Pay Phone Owner Gets 3 Months In $4M Fraud Case
GREENBELT, Md. (AP) -- A Washington-area pay phone owner who rigged phones to automatically dial toll-free numbers, fraudulently ringing up $4 million in 50-cent fees, was sentenced Wednesday to three months in prison.
Nicolaos Kantartzis pleaded guilty in September to using more than 100 pay phones to make phantom calls. Because the calls are free to legitimate users, the party getting the call pays costs that include a cut for the pay phone operator. Kantartzis, 63, was paid each time his phones rang the numbers, even though most calls lasted only a few seconds.
Authorities said his scheme spanned six years and some 8 million bogus calls.
Kantartzis' attorney, David Irwin, said his client repaid the millions he earned from the scheme and forfeited his phones, which have since been disconnected. Irwin told a federal judge in Maryland that the fraud had ruined his client and that he would eventually be moving back to his native Greece with his wife, a former diplomat, because it is less expensive to live there.
Kantartzis told the judge he accepted responsibility and had been motivated by his "failing business" as pay phones became less profitable with the use of cell phones.
Federal sentencing guidelines recommended that Kantartzis serve approximately five to six years in prison, but Judge Roger W. Titus disagreed, noting in part that Kantartzis had repaid the money.

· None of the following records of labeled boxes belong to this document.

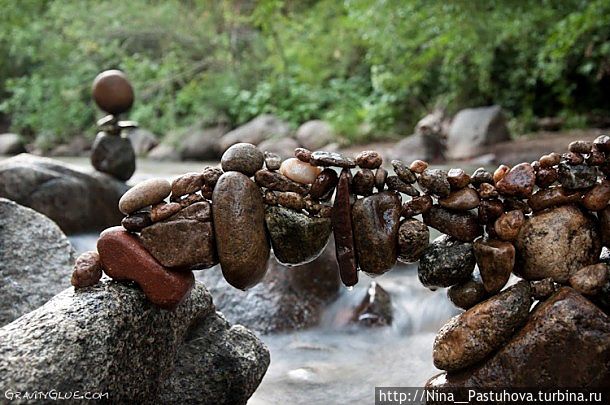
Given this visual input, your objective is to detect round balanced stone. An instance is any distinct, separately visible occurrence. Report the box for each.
[220,143,265,177]
[515,205,601,284]
[91,132,136,181]
[352,191,401,274]
[398,218,430,263]
[265,207,332,265]
[92,70,134,114]
[432,281,531,371]
[212,172,270,290]
[119,179,172,215]
[417,235,475,288]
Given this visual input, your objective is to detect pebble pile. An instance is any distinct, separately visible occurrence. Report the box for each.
[73,132,610,371]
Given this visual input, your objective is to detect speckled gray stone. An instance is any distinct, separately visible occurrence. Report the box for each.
[0,198,75,326]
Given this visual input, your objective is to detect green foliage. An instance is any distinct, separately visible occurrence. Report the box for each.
[0,0,610,148]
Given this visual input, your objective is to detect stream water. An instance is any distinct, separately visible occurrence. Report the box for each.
[54,158,458,405]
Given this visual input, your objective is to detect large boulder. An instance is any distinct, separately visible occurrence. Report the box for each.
[0,134,25,155]
[0,280,269,404]
[427,287,610,388]
[195,238,341,333]
[0,198,74,326]
[0,154,129,233]
[447,105,510,159]
[218,114,290,153]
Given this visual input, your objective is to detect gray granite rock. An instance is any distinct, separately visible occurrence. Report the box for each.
[0,198,74,326]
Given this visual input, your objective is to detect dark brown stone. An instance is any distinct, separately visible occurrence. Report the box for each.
[97,227,195,310]
[331,169,358,287]
[212,172,270,290]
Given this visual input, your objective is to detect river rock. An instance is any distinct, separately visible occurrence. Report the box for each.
[119,179,172,215]
[91,132,136,181]
[0,154,128,232]
[212,172,270,290]
[515,205,601,284]
[265,207,332,265]
[417,235,475,288]
[426,287,610,390]
[473,239,515,294]
[0,280,269,404]
[423,205,483,242]
[432,282,531,371]
[352,191,401,274]
[0,198,75,326]
[398,218,430,263]
[142,201,218,270]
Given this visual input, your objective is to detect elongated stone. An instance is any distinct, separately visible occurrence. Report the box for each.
[265,207,332,265]
[331,169,358,287]
[212,172,270,290]
[352,191,401,274]
[97,226,195,310]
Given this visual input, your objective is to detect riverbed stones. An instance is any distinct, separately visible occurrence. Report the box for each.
[418,169,451,198]
[398,218,430,263]
[352,191,401,274]
[220,142,265,177]
[309,169,339,200]
[91,132,136,181]
[70,251,102,288]
[119,179,172,215]
[559,163,597,190]
[569,263,608,295]
[438,187,480,211]
[97,227,195,310]
[254,170,307,195]
[141,201,218,270]
[265,207,332,265]
[432,281,531,371]
[515,205,601,284]
[212,172,270,290]
[331,169,358,287]
[423,205,483,242]
[473,239,515,294]
[280,158,322,184]
[417,235,475,288]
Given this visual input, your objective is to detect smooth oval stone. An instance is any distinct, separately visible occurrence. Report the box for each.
[309,169,339,200]
[280,158,322,184]
[438,187,480,211]
[352,191,401,274]
[97,226,195,310]
[423,205,483,242]
[417,169,451,197]
[254,170,307,195]
[309,151,356,168]
[398,218,430,263]
[119,179,172,215]
[559,163,597,190]
[582,180,610,211]
[265,207,332,265]
[432,281,531,371]
[447,277,488,309]
[212,172,270,290]
[514,205,601,284]
[356,150,383,169]
[331,169,358,287]
[569,263,608,295]
[473,239,515,294]
[496,163,536,198]
[220,142,265,177]
[494,210,525,241]
[417,235,475,288]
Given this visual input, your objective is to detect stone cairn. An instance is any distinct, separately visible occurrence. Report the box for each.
[91,70,138,181]
[72,72,610,371]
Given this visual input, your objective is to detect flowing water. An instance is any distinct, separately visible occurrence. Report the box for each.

The judge said Kantartzis had picked a dying industry and that the courthouse, once teeming with pay phones, had gotten rid of many. Kantartzis will also serve three months on home confinement and pay a $20,000 fine.
Prosecutors wrote in court documents that Kantartzis has owned a pay-phone company since 1995 and controlled at least 165 phones in Washington and nearby Maryland. Starting in January 2005, he used a computer at his home in Bethesda to program the phones to place calls to toll-free numbers for government agencies, companies including Dell and multiple airlines.

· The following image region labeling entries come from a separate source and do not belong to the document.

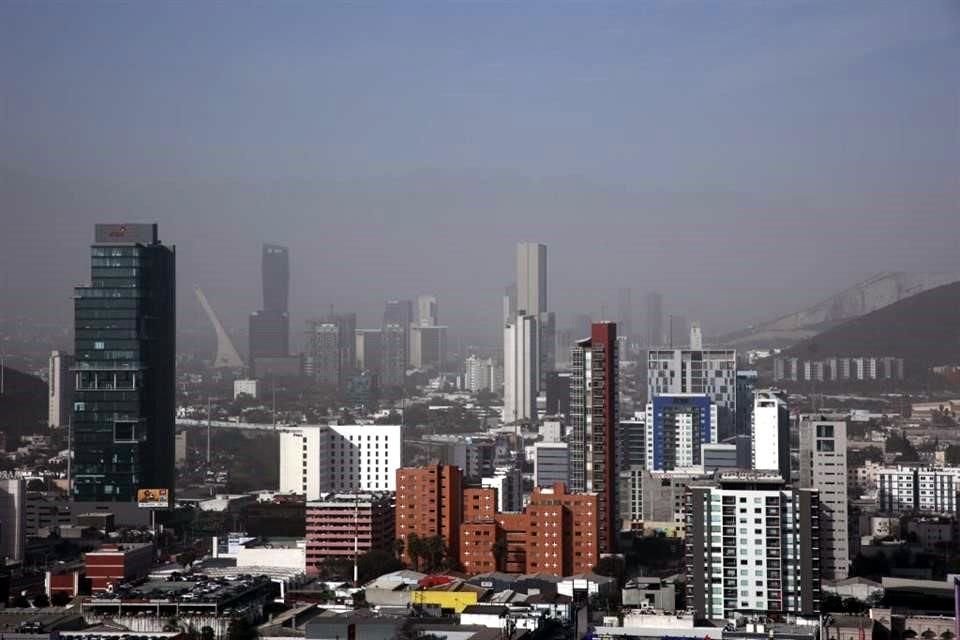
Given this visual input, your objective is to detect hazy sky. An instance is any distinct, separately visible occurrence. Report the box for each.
[0,0,960,339]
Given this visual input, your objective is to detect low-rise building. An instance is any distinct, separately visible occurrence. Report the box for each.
[83,542,154,593]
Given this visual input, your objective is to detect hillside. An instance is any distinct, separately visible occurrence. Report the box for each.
[784,282,960,373]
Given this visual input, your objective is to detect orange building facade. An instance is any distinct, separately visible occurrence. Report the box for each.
[395,464,464,562]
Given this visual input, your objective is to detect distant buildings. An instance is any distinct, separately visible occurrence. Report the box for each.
[47,351,74,429]
[568,322,620,553]
[72,224,176,502]
[380,300,413,387]
[647,325,737,438]
[463,355,503,394]
[799,416,850,580]
[685,472,823,618]
[503,314,540,424]
[750,389,790,482]
[303,313,357,389]
[280,425,403,500]
[876,466,960,516]
[643,291,663,349]
[249,244,290,375]
[773,356,904,382]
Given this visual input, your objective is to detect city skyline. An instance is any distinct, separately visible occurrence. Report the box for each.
[0,2,960,342]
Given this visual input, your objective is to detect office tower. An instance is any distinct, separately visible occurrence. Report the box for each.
[0,478,27,562]
[646,393,717,471]
[480,467,523,513]
[303,320,340,387]
[516,242,547,316]
[503,315,540,424]
[643,291,663,349]
[508,242,556,392]
[249,244,290,368]
[617,288,633,340]
[684,472,826,619]
[380,300,413,387]
[303,313,357,389]
[750,389,790,482]
[383,300,414,360]
[569,322,620,553]
[47,351,74,429]
[410,325,447,370]
[734,370,759,436]
[280,424,403,500]
[546,371,570,416]
[533,442,570,487]
[306,491,396,574]
[666,314,692,348]
[355,329,382,374]
[396,464,463,562]
[72,224,176,502]
[261,244,290,313]
[647,336,737,439]
[877,465,960,516]
[463,355,498,393]
[617,411,647,469]
[417,295,440,327]
[799,416,850,580]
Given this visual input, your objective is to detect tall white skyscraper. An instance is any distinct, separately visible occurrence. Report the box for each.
[47,351,73,429]
[503,314,540,423]
[800,416,850,580]
[516,242,547,316]
[417,295,440,327]
[280,424,403,500]
[750,389,790,482]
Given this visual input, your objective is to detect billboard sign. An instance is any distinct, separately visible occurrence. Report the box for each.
[137,489,170,509]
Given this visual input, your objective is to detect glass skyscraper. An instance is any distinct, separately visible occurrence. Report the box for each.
[72,224,176,502]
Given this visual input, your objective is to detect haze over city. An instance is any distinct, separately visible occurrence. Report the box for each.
[0,1,960,343]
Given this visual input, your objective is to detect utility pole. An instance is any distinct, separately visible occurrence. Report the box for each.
[353,491,360,587]
[207,396,212,467]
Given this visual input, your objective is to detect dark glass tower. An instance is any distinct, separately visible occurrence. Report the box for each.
[250,244,290,367]
[72,224,176,502]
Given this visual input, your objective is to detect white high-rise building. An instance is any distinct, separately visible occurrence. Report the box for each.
[480,467,523,513]
[280,424,403,500]
[516,242,547,316]
[503,315,540,424]
[47,351,74,429]
[417,295,440,327]
[463,355,499,393]
[750,389,790,482]
[799,416,850,580]
[647,325,737,438]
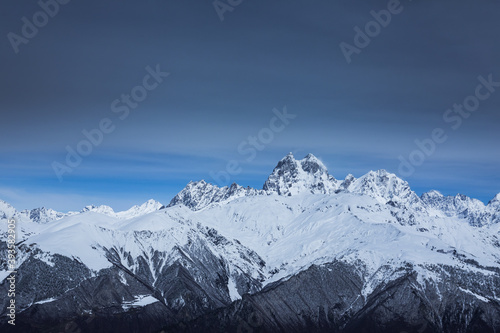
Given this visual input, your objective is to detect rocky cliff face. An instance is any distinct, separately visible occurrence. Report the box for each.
[0,154,500,333]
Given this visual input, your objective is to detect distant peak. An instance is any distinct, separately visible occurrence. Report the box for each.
[488,193,500,205]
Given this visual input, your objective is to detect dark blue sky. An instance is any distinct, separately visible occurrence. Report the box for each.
[0,0,500,211]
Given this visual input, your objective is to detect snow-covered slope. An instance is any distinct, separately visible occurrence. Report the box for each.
[0,154,500,332]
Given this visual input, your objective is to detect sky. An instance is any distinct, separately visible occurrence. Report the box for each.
[0,0,500,211]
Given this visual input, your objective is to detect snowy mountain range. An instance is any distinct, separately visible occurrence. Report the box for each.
[0,154,500,333]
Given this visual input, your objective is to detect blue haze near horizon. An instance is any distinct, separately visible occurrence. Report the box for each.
[0,0,500,211]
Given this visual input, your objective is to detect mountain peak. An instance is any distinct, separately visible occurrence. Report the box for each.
[488,193,500,205]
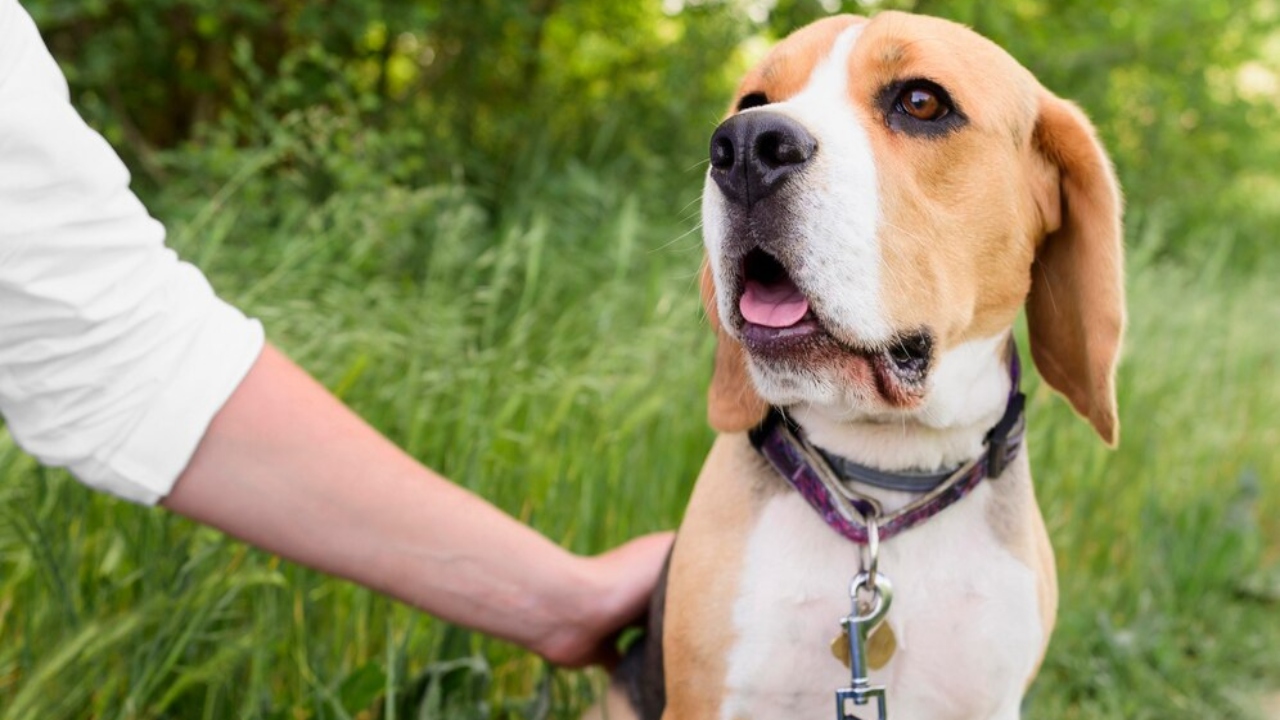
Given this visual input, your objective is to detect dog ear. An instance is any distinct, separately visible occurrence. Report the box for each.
[1027,92,1125,446]
[701,261,769,433]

Kantartzis was caught after an employee at the government's General Services Administration noticed an irregular pattern of incoming calls on the agency's toll free line and launched an investigation. Inspector General Brian D. Miller said in a statement he hopes Kantartzis' sentence serves as a warning to others.
Kantartzis scheme isn't unique. Two Wisconsin men were charged last year with a similar but smaller operation. Prosecutors say they fraudulently obtained more than $1 million over three years.